Namun demikian, tidak ada perubahan dan perombakan jajaran dewan direksi dan komisaris PT Bukit Asam. RUPST masih mengizinkan jajaran direksi dan komisaris diisi oleh muka-muka lama.
"Dalam RUPST tahun ini, dewan direksi dan komisaris tetap seperti sebelumnya. Tapi soal perubahan nomenklatur jabatan, itu dalan rangka penyelarasan dan efektivitas koordinasi di internal holding industri pertambangan," jelas Arviyan.
Sepanjang 2018, laba bersih PT Bukit Asam tercatat mengalami kenaikan sebesar 12 persen menjadi Rp5,02 triliun. Periode yang sama, perseroan juga membukukan kenaikan pendapatan usaha sebesar sembilan persen menjadi Rp21,17 triliun.
Namun demikian, laba bersih PT Bukit Asam di kuartal I-2019 mengalami penurunan. Dari Rp1,45 triliun di kuartal I-2018 menjadi Rp1,13 triliun di kuartal I-2019.

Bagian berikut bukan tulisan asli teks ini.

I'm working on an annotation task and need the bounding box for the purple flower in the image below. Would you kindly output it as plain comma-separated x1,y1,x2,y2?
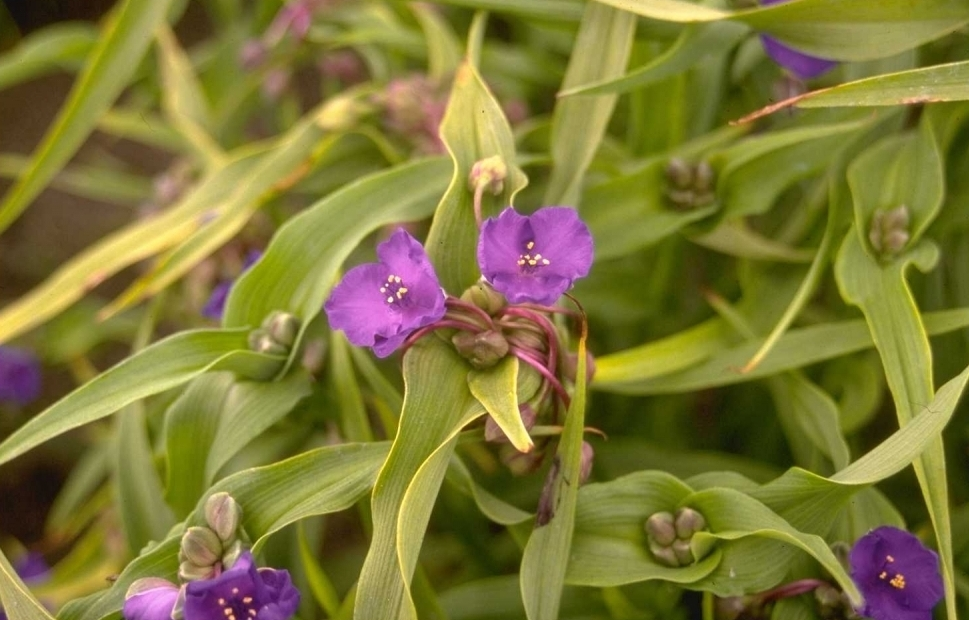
478,207,592,305
202,250,262,321
0,347,40,406
185,551,299,620
122,577,178,620
849,526,943,620
323,229,445,357
760,0,838,80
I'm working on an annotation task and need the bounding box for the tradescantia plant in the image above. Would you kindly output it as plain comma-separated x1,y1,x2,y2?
0,0,969,620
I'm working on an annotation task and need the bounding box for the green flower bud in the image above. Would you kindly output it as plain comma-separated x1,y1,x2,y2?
868,205,911,259
461,281,508,316
179,526,223,567
249,328,289,355
262,310,300,349
666,157,693,189
676,508,707,540
222,540,245,569
468,155,508,196
178,560,216,581
205,492,242,544
451,330,508,369
646,512,676,547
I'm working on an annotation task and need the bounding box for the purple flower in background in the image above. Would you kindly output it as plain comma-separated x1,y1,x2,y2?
760,0,838,80
0,347,40,406
849,526,943,620
323,229,445,357
478,207,592,305
184,551,299,620
122,577,178,620
202,250,262,321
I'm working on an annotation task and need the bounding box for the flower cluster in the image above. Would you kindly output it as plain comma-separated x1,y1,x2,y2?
123,493,300,620
324,207,592,363
849,526,944,620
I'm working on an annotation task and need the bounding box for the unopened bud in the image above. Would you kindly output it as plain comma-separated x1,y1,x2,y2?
461,281,508,316
868,205,911,258
179,526,222,567
676,508,707,540
468,155,508,196
249,328,289,355
579,441,596,484
646,511,676,547
451,330,508,369
262,310,300,349
222,540,245,569
666,157,693,189
205,492,242,543
485,405,538,443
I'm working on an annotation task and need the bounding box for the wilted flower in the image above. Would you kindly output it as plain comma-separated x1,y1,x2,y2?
849,526,943,620
202,250,262,321
760,0,838,80
478,207,592,305
184,551,300,620
0,347,40,406
323,229,445,357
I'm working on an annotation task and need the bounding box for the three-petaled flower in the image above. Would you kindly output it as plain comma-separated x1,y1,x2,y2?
123,551,300,620
478,207,593,306
0,347,40,406
323,229,445,357
760,0,838,80
849,526,943,620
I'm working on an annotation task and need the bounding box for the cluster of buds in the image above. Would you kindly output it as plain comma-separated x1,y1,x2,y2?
645,508,707,568
868,205,911,259
249,310,300,355
178,493,244,582
665,157,716,211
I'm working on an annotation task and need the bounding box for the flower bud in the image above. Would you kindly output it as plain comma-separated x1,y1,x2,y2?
579,441,596,484
451,330,508,369
205,492,242,544
222,539,245,569
461,281,508,316
675,508,707,540
485,404,538,443
468,155,508,196
868,205,911,258
262,310,300,349
646,511,676,547
249,328,289,355
666,157,693,189
179,526,222,567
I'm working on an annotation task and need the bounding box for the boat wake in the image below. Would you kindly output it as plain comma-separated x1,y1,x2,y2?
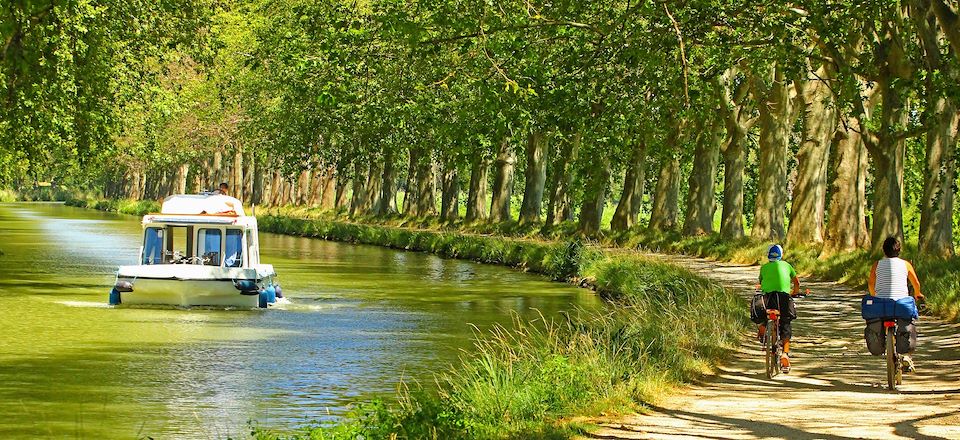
57,301,111,309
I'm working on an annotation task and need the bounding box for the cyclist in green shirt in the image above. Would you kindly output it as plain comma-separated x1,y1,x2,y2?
757,244,800,373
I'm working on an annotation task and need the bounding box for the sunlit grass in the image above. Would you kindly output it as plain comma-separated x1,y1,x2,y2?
246,241,747,439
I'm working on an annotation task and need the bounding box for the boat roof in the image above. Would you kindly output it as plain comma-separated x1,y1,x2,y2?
143,194,256,228
160,194,246,217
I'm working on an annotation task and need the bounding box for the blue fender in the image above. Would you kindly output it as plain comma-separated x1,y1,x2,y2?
263,286,277,304
257,289,270,309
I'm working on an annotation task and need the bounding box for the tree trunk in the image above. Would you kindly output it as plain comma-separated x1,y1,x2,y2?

Menurut Arviyan penurunan laba bersih lebih disebabkan oleh turunnya harga jual komoditas batu bara. Harga jual rata-rata batu bara turun 13 persen menjadi Rp772.044 per ton di kuartal I-2019. Padahal periode yang sama tahun lalu sebesar Rp887.883 per ton.
"Laba bersih perseroan menjadi sebesar Rp1,14 triliun dengan EBITDA tercapai sebesar Rp1,73 triliun," kata Arviyan di Jakarta, Rabu, 24 April 2019.
Arviyan menjelaskan penurunan harga batu bara disebabkan oleh pelemahan harga batu bara Newcastle sebesar tujuh persen maupun harga batu bara thermal Indonesia (Indonesian Coal Index/ICI) GAR 5000 sebesar 24 persen dibandingkan dengan harga kuartal I-2018, serta aturan pemerintah terkait harga jual batu bara DMO yang belum diimplementasikan secara penuh di kuartal I-2019.
Dia melanjutkan pada kuartal I-2019 perseroan mencatat pendapatan usaha sebesar Rp5,43 triliun. Sebanyak 50 persen dari capaian pendapatan usaha tersebut berasal dari penjualan batu bara ekspor. Lalu 46 persen dari penjualan batu bara domestik. Kemudian, empat persen dari penjualan listrik, briket, minyak sawit mentah, jasa kesehatan rumah sakit, dan jasa sewa.